Ahora llega Lobelle, y mentar ese nombre en el Caja es sinónimo de recordar afrentas (tanto deportivas como de las otras) nada agradables para el conjunto segoviano. Sin embargo, tanto desde la directiva como por parte del cuerpo técnico del equipo el mensaje es de absoluta tranquilidad, y de olvidar pasados incidentes. Al fin y al cabo, hay temporada nueva, como también hay nuevas caras en los protagonistas del partido por parte de ambos conjuntos.
Ahora bien, como quiera que en el cuerpo técnico se mantienen ambos entrenadores, las respectivas filosofías tanto de Jesús Velasco como de Tomás de Dios continúan vigentes. Lo que viene a decir que el Caja tratará de desarmar la defensa del Lobelle a base de tener mucha posesión del balón, y que el conjunto gallego basará su juego en la fuerte presión defensiva, que en no pocas ocasiones rayará la agresividad, y en las rápidas combinaciones buscando la velocidad y el desequilibrio de Chaguinha o Aicardo.
Salvo Murga, que continúa recuperándose de su esguince de rodilla, el resto de jugadores del Caja Segovia estarán a disposición de Jesús Velasco, que tendrá que hacer un descarte de la lista de convocados, y todo hace indicar que, salvo sorpresa de última hora, el jugador descartado será Angellot, que con apenas una semana de entrenamientos no ha conseguido aún adaptarse al ritmo de la competición española.
Velasco valoró el estilo de juego del Lobelle como “muy agresivo en la presión sin el balón, y de mucha calidad cuanto manejan la posesión”, por lo que calificó al rival como “uno de los más fuertes de la competición”. Las ausencias en el conjunto gallego de jugadores tan cualificados como Alemao, Pola o Rafael “han restado imaginación” al juego del rival del Caja Segovia, “pero nosotros también hemos perdido a jugadores de mucho nivel este verano, por lo que nuestro potencial tampoco es el mismo”, reconoció Velasco, que basó sus opciones de victoria en “mantener la posesión, jugar con mucho criterio, y no permitir que el contrario nos lleve a una lucha física en la que tenemos las de perder”.

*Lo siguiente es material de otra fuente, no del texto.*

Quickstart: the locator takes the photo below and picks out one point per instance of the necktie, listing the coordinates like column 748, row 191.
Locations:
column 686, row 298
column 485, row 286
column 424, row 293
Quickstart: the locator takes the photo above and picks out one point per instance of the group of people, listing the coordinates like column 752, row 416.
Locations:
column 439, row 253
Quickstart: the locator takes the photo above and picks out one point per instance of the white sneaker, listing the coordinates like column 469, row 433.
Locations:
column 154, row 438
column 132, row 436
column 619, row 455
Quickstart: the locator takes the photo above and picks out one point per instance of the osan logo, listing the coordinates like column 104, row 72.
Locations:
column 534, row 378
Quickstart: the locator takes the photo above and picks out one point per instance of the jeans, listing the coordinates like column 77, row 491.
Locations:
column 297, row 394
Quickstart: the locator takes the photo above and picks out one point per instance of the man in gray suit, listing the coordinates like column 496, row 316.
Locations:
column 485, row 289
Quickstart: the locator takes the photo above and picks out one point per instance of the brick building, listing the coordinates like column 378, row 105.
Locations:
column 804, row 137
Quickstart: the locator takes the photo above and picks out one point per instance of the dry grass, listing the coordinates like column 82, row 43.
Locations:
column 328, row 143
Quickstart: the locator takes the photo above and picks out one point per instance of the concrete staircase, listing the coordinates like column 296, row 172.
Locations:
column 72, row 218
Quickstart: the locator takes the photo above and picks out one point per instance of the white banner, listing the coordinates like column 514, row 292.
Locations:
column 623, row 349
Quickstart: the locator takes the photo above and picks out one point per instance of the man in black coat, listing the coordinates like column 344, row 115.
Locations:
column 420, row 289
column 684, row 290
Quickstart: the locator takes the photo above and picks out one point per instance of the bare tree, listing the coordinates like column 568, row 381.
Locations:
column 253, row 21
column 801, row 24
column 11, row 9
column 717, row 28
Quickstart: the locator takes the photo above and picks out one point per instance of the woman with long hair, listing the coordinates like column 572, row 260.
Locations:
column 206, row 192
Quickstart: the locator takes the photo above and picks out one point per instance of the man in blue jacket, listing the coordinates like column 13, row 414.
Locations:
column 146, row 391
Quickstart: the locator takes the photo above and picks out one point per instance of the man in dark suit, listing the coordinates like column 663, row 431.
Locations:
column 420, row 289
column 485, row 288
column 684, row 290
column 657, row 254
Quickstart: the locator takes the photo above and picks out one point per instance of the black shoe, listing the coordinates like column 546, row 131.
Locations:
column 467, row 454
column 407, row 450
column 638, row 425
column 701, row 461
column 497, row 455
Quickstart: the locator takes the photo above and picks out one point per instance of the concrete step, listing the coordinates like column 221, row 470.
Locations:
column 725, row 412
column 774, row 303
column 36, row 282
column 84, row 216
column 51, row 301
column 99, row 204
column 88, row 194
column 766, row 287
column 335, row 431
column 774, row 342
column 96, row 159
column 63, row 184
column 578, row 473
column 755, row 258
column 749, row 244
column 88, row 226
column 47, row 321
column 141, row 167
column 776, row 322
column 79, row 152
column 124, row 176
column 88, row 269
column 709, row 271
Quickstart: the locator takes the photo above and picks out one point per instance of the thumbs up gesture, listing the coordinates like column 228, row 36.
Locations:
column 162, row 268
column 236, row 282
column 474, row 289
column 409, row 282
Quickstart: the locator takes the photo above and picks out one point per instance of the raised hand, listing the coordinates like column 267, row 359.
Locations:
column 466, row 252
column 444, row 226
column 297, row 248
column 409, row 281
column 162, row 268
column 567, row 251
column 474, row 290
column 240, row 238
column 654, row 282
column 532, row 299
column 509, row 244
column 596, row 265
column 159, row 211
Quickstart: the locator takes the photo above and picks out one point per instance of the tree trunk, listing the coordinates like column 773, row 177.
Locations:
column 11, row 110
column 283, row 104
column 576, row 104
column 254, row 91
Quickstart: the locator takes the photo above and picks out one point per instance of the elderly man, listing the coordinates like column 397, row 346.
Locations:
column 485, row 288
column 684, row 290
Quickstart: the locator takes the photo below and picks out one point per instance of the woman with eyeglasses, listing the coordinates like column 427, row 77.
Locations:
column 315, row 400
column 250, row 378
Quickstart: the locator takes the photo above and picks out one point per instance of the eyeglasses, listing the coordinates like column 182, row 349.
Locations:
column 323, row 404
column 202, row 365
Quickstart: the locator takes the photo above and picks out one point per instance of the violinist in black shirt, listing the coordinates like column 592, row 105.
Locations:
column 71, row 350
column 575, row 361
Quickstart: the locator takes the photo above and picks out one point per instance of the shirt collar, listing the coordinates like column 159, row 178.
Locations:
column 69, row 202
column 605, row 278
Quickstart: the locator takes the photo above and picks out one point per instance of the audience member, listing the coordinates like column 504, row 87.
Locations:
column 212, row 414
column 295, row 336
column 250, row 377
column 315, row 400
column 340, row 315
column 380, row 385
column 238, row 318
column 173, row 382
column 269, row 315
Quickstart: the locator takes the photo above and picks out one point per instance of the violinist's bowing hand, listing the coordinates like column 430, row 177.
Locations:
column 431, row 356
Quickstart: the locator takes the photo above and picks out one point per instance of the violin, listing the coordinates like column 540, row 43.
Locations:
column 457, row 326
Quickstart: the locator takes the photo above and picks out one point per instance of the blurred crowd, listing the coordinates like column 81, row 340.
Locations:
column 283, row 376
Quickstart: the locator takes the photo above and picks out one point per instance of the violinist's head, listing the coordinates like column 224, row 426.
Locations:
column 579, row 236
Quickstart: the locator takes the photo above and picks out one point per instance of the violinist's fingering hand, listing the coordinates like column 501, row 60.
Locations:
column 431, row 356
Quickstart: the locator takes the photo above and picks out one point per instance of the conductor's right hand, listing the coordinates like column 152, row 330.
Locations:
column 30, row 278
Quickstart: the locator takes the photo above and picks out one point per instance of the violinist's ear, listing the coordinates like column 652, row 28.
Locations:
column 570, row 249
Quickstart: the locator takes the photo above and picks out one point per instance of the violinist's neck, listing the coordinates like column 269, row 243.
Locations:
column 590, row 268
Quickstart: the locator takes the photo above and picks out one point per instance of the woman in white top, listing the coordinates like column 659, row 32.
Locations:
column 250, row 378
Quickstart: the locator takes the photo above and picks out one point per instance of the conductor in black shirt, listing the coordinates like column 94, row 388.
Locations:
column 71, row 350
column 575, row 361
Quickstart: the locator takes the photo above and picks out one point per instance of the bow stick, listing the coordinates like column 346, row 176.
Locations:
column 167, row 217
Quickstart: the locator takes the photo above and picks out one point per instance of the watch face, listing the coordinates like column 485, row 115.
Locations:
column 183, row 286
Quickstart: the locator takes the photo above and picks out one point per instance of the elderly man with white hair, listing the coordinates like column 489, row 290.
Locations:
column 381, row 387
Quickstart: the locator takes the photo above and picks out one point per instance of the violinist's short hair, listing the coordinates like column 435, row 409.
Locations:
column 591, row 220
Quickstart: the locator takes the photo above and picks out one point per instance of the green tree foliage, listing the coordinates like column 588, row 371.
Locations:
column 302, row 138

Del tema de la lucha física se tendrán que encargar los árbitros canarios Díaz Rodríguez y García Hernández, que el año pasado dirigían partidos en la División de Plata. Si los colegiados sólo pitan de cintura para abajo, es decir, si no se fijan en los agarrones, en los empujones y en los codos volando por el aire, el Caja tendrá casi imposible ganar el partido. Porque, con la excusa de que el fútbol sala es un deporte de contacto, lo del “pegar y llorar” se ha puesto demasiado de moda.